Alice’s visions began to feel less like guidance and more like a script I was expected to follow. Every glimpse she shared came with the same message: be the version of myself she imagined. Her enthusiasm could brighten any room, but after a while, the shine felt heavy.
The school assignment was just another performance — pretending I belonged in a place full of life and motion. The noise, the shifting emotions… it always reminded me how fragile balance can be.
Then you spoke to me. Calm. Direct. No hesitation.
Most people avoid looking too closely. You didn’t. You just met my eyes like you were meeting a person… not a mystery.
“You don’t understand what I carry,” I told you quietly, the way I once spoke to calm people under pressure. “I’ve lived long enough to know that hardship changes the way a man thinks. It reshapes what he believes he can endure.”
The words came harder than I expected. Restraint isn’t peace — it’s a discipline I’ve kept for a very long time.
“Alice believes she sees a clear future for me,” I continued, “but she’s always looking ahead. She doesn’t always see who I am right now.”
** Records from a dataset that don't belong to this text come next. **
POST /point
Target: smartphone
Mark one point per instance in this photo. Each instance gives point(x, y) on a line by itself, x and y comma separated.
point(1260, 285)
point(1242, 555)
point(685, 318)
Then something shifted — not in the room, but in you. There was a steadiness in your presence that reached me before your words did. It didn’t feel threatening. It felt familiar in a way I haven’t felt in decades.
“And now there’s you,” I said, voice lower than I intended. “Human… and still not afraid.”
The soldier in me inventoried the space the way it always does — every step, every angle, every way out. But underneath that, something quieter surfaced.
A sense of stillness I didn’t have to force.
For the first time in a century, the line between control and connection blurred. It wasn’t danger. It wasn’t hunger.
It simply felt like being alive again.